The US SEC’s stance on crypto is shifting more negatively, as its charges against former FTX execs is pointing towards a much harsher stance.

The US Securities and Exchange Commission (SEC) is in the midst of gathering information to take down what drives the world’s crypto economy: centralised crypto exchanges.

As the SEC’s case against FTX continues to develop, the SEC has shown that it has arguments that are getting increasingly anti-crypto, through its statements regarding FTX’s token FTT. 

Last Wednesday, the SEC announced charges against former Alameda Research CEO Caroline Ellison, and FTX’s co-founder Gary Wang. Both have been key figures in the operations of disgraced FTX founder Sam Bankman-Fried’s now-troubled crypto empire. Alameda Research is said to be an affiliate of FTX, but is not directly related, says Bankman-Fried – despite troubling audits proving otherwise.

In the FTX saga’s latest developments, both Ellison and Wang had turned against Bankman-Fried and are “fully cooperating” with federal authorities in order to pursue matters relating to FTX’s collapse, officials said. Both Ellison and Wang have already pled guilty of all charges against.

In the pursuit of declaring FTX guilty of charges relating to securities fraud – by way of how FTX was selling its native token FTT – the SEC has noticeably used language that perhaps marks an even more  hostile stance towards crypto assets as a whole.

This time, the SEC had labeled FTT an “an illiquid crypto asset security,” which marks a firm stance in how the SEC views FTT as a security within itself, no matter how it is sold, offered, or traded. 

Although it may seem small, the SEC is pursuing a lawsuit against FTX by labeling its native token a security inherently in all contexts marks a giant shift in how the SEC is approaching how it regulates securities. 

On December 24th, SEC chair Gary Gensler referred to FTT as “an exchange crypto security token that was integral to FTX,” while announcing charges against Ellison and Wang.

Previously, the SEC had not been clear about how crypto assets can be regulated, pushing them wholly to the category of securities without much criteria beyond the Howey test. As Gensler made the bold move to firmly declare a particular digital asset as a security, it can possibly bring forth substantial developments in the SEC’s efforts to regulate crypto. 

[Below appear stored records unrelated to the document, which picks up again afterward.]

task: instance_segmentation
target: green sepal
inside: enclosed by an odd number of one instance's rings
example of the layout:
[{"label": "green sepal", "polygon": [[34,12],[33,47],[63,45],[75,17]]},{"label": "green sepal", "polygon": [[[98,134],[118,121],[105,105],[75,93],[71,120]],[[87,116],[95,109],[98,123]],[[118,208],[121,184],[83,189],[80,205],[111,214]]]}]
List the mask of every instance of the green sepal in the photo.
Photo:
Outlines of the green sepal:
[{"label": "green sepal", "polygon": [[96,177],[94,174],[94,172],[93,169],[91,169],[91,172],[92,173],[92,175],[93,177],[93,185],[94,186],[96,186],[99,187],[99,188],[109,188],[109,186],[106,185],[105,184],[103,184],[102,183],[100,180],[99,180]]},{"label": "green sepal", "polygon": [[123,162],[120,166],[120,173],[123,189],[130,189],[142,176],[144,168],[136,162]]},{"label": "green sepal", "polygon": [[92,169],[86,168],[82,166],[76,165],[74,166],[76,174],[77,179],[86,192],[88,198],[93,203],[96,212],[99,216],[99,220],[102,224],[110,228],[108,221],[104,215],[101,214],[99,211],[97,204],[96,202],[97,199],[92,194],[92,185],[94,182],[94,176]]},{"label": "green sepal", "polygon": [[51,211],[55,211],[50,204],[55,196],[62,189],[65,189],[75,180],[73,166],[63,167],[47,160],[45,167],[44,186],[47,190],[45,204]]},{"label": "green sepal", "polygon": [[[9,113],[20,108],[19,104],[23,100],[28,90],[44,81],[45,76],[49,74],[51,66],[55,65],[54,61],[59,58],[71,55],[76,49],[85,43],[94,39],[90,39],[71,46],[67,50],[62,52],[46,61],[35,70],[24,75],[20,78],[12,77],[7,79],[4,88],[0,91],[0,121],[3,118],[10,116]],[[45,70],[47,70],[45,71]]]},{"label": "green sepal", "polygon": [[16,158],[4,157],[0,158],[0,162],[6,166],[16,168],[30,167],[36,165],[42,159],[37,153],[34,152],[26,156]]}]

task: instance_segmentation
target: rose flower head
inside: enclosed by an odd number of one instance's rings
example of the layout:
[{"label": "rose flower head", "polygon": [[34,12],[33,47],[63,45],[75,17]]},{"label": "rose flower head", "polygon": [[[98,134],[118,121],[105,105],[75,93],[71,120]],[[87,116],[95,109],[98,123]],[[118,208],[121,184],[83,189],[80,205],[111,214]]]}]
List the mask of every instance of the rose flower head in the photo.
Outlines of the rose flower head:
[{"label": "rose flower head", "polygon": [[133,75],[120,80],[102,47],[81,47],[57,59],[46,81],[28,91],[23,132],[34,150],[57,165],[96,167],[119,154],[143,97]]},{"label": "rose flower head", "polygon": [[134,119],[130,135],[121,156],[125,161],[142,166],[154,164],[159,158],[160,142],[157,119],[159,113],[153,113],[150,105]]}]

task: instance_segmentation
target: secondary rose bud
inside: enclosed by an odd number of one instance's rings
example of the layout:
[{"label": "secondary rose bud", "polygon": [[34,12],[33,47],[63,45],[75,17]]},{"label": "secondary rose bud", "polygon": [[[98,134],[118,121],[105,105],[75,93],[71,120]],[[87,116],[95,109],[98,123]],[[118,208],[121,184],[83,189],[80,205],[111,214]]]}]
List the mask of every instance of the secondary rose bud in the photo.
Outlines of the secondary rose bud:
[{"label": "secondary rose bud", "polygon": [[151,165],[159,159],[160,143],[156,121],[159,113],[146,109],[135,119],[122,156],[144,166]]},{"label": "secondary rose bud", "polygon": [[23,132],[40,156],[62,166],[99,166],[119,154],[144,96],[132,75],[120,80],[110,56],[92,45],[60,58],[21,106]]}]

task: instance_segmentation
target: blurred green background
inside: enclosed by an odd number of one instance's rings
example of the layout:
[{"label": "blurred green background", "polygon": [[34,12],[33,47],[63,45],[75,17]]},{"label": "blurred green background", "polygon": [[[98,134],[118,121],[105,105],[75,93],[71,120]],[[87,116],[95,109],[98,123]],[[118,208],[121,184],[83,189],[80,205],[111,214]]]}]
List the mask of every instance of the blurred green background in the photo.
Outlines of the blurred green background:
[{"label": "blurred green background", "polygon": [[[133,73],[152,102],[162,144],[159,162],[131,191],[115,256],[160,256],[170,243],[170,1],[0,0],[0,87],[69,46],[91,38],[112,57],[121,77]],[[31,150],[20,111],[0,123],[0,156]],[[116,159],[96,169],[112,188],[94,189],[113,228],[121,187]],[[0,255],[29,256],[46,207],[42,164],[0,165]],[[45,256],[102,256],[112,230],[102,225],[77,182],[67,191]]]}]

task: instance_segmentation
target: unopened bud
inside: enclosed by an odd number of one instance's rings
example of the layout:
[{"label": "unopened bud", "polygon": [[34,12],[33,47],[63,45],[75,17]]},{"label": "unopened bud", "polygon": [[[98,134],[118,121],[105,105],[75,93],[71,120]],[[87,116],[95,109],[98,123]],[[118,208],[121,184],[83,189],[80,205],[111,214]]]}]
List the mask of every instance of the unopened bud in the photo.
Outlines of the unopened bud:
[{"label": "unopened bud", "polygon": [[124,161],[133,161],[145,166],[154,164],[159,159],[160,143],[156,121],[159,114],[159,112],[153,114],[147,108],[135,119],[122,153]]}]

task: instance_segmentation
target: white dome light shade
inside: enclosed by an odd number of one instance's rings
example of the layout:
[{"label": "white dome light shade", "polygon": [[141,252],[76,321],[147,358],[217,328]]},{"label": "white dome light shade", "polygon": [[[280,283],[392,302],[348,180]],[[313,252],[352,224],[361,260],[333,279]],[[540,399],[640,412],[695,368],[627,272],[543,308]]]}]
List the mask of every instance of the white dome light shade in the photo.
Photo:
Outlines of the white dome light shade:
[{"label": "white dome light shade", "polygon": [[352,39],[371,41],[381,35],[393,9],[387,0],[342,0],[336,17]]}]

If the SEC can convince US courts to agree that digital assets, namely tokens like FTT, are securities despite how they are being offered, the SEC can be granted more power to oversee any intermediaries, crypto firms, and even crypto projects that generate any token.

In this case, the SEC can potentially target major crypto exchanges such as Kraken, Coinbase, and Binance, creating major exposure to legal liabilities to such major players in the crypto space. These exchanges can also be potentially subject to forcibly be part of registered exchanges (who aren’t particularly friendly to crypto), or even shut down.

The SEC has had a record of being unkind towards crypto, and has recently added its successful suit against LBRY, a blockchain-based content sharing platform, to its list of victories against cryptocurrencies. The SEC’s efforts had also got a judge to imply that LBRY’s native token LBC is considered a security.

“What the LBRY decision does is provide a major step forward in the SEC’s quest to label all tokens as securities, and that is indeed a very, very significant thing,” Lewis Cohen, an attorney specializing in crypto and securities regulation, said. 

“The SEC has changed gears,” Cohen said. “Instead of going after projects, they want to go after the marketplaces and intermediaries.”

While the SEC’s case against LBRY is relatively small, occuring in the US District Court for the District of New Hampshire, if the SEC’s pursuit against FTX results in SEC’s victory, things can drastically change. The SEC’s current case against FTX is set in the US District Court for the Southern District of New York – and is integral to federal finance laws, earning the title of “Mother Court” by legal professionals.